You've Got to Admit It's Getting Better

You’ve Got to Admit It’s Getting Better

Classical music as a genre has been too fixated on the past, so it goes to follow that most classical music enthusiasts would believe in yesterday more than in the here and now, but I’ve been experiencing a greater openness to new music than ever before.

Written By

Frank J. Oteri

Frank J. Oteri is an ASCAP-award winning composer and music journalist. Among his compositions are Already Yesterday or Still Tomorrow for orchestra, the "performance oratorio" MACHUNAS, the 1/4-tone sax quartet Fair and Balanced?, and the 1/6-tone rock band suite Imagined Overtures. His compositions are represented by Black Tea Music.

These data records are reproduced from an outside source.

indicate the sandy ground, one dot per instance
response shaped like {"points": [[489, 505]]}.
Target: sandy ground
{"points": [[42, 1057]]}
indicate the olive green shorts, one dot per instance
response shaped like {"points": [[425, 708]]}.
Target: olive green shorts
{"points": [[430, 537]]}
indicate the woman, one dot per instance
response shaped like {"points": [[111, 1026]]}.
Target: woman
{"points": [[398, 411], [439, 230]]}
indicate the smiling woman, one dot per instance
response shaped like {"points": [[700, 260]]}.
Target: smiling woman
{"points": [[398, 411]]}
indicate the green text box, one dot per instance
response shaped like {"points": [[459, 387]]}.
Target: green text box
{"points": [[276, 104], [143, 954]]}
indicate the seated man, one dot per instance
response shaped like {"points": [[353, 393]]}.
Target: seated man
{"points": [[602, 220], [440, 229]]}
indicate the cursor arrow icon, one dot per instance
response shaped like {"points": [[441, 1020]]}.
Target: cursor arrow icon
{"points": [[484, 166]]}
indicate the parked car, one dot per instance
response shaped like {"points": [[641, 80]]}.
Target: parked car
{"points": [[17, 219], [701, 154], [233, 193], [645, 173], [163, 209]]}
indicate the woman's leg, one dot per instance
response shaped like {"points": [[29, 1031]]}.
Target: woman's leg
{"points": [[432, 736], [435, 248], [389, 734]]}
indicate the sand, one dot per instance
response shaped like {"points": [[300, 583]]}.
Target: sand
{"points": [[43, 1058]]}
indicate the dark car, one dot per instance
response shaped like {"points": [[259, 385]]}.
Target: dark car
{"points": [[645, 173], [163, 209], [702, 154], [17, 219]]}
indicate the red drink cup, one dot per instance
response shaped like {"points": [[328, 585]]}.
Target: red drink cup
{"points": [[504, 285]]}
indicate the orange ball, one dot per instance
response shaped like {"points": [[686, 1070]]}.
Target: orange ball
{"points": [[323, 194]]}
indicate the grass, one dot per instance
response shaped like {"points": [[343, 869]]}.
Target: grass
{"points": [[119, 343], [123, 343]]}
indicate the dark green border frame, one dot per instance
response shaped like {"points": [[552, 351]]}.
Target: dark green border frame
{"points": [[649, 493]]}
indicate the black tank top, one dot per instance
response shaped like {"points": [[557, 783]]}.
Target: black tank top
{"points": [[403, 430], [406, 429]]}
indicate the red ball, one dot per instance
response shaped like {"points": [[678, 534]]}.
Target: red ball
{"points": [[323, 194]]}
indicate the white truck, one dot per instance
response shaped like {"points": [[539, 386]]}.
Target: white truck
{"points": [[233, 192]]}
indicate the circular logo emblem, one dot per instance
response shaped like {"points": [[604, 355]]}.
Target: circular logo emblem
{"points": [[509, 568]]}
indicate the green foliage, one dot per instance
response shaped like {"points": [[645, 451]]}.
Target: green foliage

Oteri is the Vice President of the International Society for Contemporary Music (ISCM) and is Composer Advocate at New Music USA where he has been the Editor of its web magazine, NewMusicBox.org, since its founding in 1999.

I’ve been staying up late into the night these past few days to make time to be one of the invited bloggers over at ArtsJournal for a four-day debate on whether classical music is in the best of times or the worst.

It’s a discussion well worth following and contributing to which you can do by visiting them. But I thought it might be interesting to get another discussion going here about what readers perceive to be the role of new American music versus the larger monolith of classical music now versus twenty years ago.

Classical music as a genre has been too fixated on the past—and that is how it has been mostly marketed to the general public to this day—so it goes to follow that most classical music enthusiasts would believe in yesterday more than in the here and now, but I’ve been experiencing a greater openness to new music than ever before both from audiences and the industry surrounding this music. There are more opportunities for performances, repeat performances, recordings, collaborations, you name it, and they are now frequently more successful than the standard fare, even at the most seemingly impenetrable places. A few months ago, the Metropolitan Opera announced more upcoming commissions than at any other time since Puccini was new music. And Carnegie Hall—I always used to sigh when people told the old joke: “How to you get to Carnegie Hall? Practice, practice” (Hmm, not if all you do is new music). But now there’s a thriving new music scene in the basement thanks to Zankel Hall and it’s probably the most exciting part of the complex to be in most of the time, except when there’s a premiere in the main hall which is no longer such a rarity.

So does this mean everyone has finally started realizing that the future is what it should really be about?